I finally got the answer from Math Forum by Mathman

v=\pi-u\;\Rightarrow \;u=\pi-v,\;du=-dv

\int_{0}^{\pi}e^{jx\cos (u)}\cos(mu)du=-\int_{\pi}^{0}e^{jx\cos (\pi-v)}\cos(m\pi-mv)dv=\int_{0}^{\pi}e^{-jx\cos (v)}(-1)^m\cos(mv)dv

\theta=v\;\Rightarrow \;\int_{0}^{\pi}e^{-jx\cos (v)}(-1)^m\cos(mv)dv=\int_{0}^{\pi}e^{-jx\cos (\theta)}(-1)^m\cos(m\theta)d\theta

This is what I am looking for, a step by step proof that the two change of variable give the same exact answer. I know there got to be a way to proof identity.

Your first post in this thread proved the identity, actually.

 

[yungman]

Your first post in this thread proved the identity, actually.

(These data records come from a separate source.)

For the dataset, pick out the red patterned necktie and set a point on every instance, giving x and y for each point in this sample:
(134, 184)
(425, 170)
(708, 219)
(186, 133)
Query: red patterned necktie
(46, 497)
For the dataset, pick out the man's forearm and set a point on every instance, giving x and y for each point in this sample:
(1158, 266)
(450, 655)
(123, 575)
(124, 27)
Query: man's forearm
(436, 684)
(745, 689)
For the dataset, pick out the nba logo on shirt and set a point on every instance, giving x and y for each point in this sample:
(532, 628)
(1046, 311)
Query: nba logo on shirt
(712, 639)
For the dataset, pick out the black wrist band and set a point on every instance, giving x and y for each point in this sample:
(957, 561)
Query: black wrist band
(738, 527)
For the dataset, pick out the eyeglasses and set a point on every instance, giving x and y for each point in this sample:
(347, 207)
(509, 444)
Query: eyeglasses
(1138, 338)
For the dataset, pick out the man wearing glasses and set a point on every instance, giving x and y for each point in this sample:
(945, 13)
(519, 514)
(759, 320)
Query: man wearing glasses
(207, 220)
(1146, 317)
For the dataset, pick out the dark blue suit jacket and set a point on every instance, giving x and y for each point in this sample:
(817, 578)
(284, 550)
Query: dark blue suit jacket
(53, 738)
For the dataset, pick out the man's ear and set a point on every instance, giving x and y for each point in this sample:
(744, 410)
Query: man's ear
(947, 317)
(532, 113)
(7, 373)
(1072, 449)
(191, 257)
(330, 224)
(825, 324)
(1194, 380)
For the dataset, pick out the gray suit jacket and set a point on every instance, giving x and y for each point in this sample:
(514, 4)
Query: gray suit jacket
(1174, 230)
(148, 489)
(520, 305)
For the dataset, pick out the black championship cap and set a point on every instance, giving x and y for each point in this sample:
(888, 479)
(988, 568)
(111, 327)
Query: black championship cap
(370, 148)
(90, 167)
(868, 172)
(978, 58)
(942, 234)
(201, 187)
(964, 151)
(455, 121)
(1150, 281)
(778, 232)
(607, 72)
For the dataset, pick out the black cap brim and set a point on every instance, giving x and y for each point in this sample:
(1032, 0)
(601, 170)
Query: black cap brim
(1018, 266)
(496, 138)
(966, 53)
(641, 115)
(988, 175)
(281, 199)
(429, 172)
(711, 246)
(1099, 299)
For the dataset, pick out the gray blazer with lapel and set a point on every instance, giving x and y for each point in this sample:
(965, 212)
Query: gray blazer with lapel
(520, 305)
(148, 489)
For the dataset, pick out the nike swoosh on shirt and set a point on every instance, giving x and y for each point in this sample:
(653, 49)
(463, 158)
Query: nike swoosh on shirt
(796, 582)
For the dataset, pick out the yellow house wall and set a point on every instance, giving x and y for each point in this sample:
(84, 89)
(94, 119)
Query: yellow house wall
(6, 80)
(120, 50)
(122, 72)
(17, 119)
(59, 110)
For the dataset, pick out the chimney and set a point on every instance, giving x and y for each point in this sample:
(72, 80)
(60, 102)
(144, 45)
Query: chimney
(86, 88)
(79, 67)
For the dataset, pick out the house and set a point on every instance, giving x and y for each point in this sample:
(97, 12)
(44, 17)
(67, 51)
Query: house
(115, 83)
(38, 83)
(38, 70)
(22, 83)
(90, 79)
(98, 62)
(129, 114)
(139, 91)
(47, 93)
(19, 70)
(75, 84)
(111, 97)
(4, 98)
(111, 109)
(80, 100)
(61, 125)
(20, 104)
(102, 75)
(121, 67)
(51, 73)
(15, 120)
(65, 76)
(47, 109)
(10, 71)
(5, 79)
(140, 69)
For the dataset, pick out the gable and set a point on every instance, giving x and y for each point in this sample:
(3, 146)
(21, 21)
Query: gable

Yeh, hind sight show I was close! But I am not that good in math, still have problem twisting the substitution around every which way to see it.

It's one thing working through the class and textbooks, it's another thing to get into this Bessel function derivation that really twisting the substitution every which way! I am just glad I finally got my derivations for the Bessel functions needed for me to go back to my antenna theory. This and electromagnetics really take the calculus, ODE, PDE and numerical analysis through the ringer. Been stuck for two week in here struggling through this and I am only on chapter 5 of the antenna theory! One thing for sure, I will be a lot better off in math after this...and I don't know whether I am laughing or crying at this point!

 

[andrien]

In another thread in which you asked about how to derive a different representation of bessel function,I told there that you should show it by yourself.The point is that only even m will contribute,all integrals involving odd m will vanish.For that you can use the expansion of cos[xcos(theta)].The thread is some below in this forum.

 

[yungman]

The thread is some below in this forum.

What do you mean?

 

[andrien]

What do you mean?

I mean the thread is some below in this section of the forum.Also if you will use expansion of Sin(xCosθ),you will find that only odd m contribute and the extra minus sign outside Sin(xCosθ) will do the job.Just show it.

 

[yungman]

I mean the thread is some below in this section of the forum.Also if you will use expansion of Sin(xCosθ),you will find that only odd m contribute and the extra minus sign outside Sin(xCosθ) will do the job.Just show it.

What do you mean by some below in this section?

 

[andrien]

I mean this one
https://www.physicsforums.com/showthread.php?t=702141
My horrible english.

 

[yungman]

I mean this one
https://www.physicsforums.com/showthread.php?t=702141
My horrible english.

Yes, I just visit and responded to the post. It's been a long road on this problem and I am glad I finally got my answer.

Thanks